Außerdem ist es interessant zu sehen, welcher Mensch man war, als man das Buch kaufte. Wenn man wiederentdeckt, was einmal interessant war (und vielleicht noch ist), oder sich wundert, warum zur Hölle man dieses Buch gekauft hat. Menschen verändern sich und das ist in Ordnung, das ist gut, aber manchmal ist es interessant zu sehen, wer man einmal war. Und ich habe ein oder zwei Bücher auf meinem Stapel entdeckt, die ich vergessen hatte und auf die ich mich nun wieder freue. Sobald ich dazu komme, sie zu lesen.
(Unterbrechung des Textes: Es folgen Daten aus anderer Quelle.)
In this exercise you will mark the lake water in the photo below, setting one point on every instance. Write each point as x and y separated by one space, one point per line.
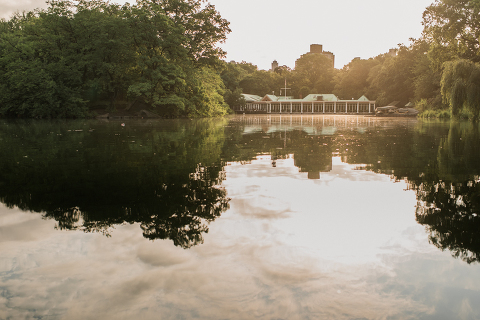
247 217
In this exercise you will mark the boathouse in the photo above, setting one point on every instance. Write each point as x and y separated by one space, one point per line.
311 104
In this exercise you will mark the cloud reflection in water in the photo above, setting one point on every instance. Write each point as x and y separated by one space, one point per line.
288 248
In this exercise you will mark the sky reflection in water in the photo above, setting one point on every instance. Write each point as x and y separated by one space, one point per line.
345 246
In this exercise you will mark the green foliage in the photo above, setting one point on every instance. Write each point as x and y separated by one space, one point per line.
460 86
452 28
354 79
60 61
314 73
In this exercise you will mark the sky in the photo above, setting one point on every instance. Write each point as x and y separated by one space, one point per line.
267 30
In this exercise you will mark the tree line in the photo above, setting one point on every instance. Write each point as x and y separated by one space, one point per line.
439 72
69 59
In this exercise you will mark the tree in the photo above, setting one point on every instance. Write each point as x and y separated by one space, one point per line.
452 28
353 80
59 61
393 81
315 73
461 86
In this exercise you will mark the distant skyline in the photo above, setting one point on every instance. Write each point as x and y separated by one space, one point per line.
267 30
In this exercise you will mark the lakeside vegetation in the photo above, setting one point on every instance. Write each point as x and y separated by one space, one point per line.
71 59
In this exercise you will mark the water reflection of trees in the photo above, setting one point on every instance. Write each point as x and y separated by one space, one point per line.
166 176
449 205
440 162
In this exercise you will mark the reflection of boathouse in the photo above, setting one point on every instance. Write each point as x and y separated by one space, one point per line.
311 104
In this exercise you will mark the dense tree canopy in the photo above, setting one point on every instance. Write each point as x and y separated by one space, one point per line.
65 60
75 57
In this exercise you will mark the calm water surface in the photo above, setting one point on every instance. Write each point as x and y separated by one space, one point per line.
248 217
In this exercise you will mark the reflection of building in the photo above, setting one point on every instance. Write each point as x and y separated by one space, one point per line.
318 48
311 104
274 65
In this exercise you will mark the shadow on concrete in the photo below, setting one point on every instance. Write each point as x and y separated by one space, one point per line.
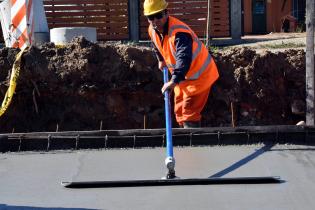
243 161
294 149
10 207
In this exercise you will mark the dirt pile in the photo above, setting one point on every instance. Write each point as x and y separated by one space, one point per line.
87 86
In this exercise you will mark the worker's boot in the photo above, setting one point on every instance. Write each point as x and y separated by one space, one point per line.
192 124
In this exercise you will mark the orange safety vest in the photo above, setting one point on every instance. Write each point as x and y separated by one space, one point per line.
202 65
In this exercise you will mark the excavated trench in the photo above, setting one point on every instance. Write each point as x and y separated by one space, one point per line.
87 86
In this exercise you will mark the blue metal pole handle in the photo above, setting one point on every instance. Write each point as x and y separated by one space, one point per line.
168 121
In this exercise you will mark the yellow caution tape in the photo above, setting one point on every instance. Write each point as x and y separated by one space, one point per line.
14 76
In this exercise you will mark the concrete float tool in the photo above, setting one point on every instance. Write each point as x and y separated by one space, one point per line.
171 178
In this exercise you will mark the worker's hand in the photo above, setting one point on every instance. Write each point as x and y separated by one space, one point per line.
162 64
168 86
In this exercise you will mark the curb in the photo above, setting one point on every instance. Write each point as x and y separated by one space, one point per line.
111 139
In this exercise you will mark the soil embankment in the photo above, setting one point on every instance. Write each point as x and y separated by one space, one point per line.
86 86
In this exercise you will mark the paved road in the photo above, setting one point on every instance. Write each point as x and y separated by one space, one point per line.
32 180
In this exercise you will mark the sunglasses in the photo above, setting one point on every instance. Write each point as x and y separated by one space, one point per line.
157 16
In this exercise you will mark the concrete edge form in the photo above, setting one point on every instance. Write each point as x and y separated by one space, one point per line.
139 138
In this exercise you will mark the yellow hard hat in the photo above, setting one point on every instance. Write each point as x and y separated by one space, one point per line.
154 6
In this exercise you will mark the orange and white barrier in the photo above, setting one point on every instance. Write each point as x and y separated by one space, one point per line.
22 27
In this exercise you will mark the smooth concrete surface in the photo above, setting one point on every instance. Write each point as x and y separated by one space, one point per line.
64 35
32 180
Werde ich meinen Stapel ungelesener Bücher also nach und nach diszipliniert lesen und dann nur noch einzeln Bücher kaufen? Bestimmt nicht. Dafür freue ich mich zu sehr auf die Überraschungen, die Vergangenheits-Vanessa für mich bereithält. Und ich lasse mich einfach zu schnell für neue Bücher begeistern.

Fazit

Ist ein Stapel ungelesener Bücher also etwas Positives? Das muss jede*r für sich entscheiden. Ich sage nicht, dass ich es durchgehend schaffe, ihn als „Pile of Joy“ zu betrachten. Oft überwiegen das schlechte Gewissen und der empfundene Druck, endlich diese Bücher zu lesen, die ein trauriges, unbeachtetes Dasein in meinem Regal fristen. Oder weniger Bücher zu kaufen, um dann weniger zu haben, die ungelesen herumliegen. Unsere Quarterlys helfen nicht unbedingt dabei, diesen Vorsatz umzusetzen. Vielleicht geht es euch ähnlich. Und ja, manchmal ist es nötig, den Stapel ungelesener Bücher durchzugehen und die Titel auszusortieren, die man mit Sicherheit nicht mehr lesen wird. Interessen und Vorlieben können und werden sich ändern, und es ist nicht verwerflich, festzustellen, dass zuvor gekaufte Bücher nicht mehr interessant sind. Vielleicht freuen sich Freund*innen darüber oder es gibt einen offenen Bücherschrank in eurer Nähe. So können andere diese Bücher für sich entdecken.

Im Endeffekt ist ein Stapel ungelesener Bücher nur das: ein Stapel bislang ungelesener Bücher. Ob ihr diesen verringert, ganz verschwinden oder weiter wachsen lasst, liegt ganz bei euch. Einen falschen Umgang gibt es nicht.

 

Artikelbilder: © Elena Schweitzer, © Dirima, © jag_cz | depositphotos.com
Layout und Satz: Melanie Maria Mazur
Lektorat: Sabrina Plote

1 Kommentar

  1. Das Phänomen hat sich für mich, dank der Digitalisierung, grösstenteils erledigt.
    Bücher, die ich gerne lesen will, kommen auf den digitalen Wunschzettel statt sie zu kaufen.
    Wobei ich auch vorher schon eher Vorfreude hatte als mich geschämt hätte, lese allerdings auch immer noch recht viel.
    Lesen ist kein Selbstläufer, manchmal muss man sich Zeit dafür freihalten, und wenn es nur eine halbe Stunde Mittagspause ist, oder eine halbe Stunde vor dem Schlafen gehen.
    Nach einem Umzug fehlte mir z.B. die Stunde Arbeitsweg in der S-Bahn, und es hat fast ein Jahr gedauert bis ich mir die Zeit zum lesen wieder genommen habe.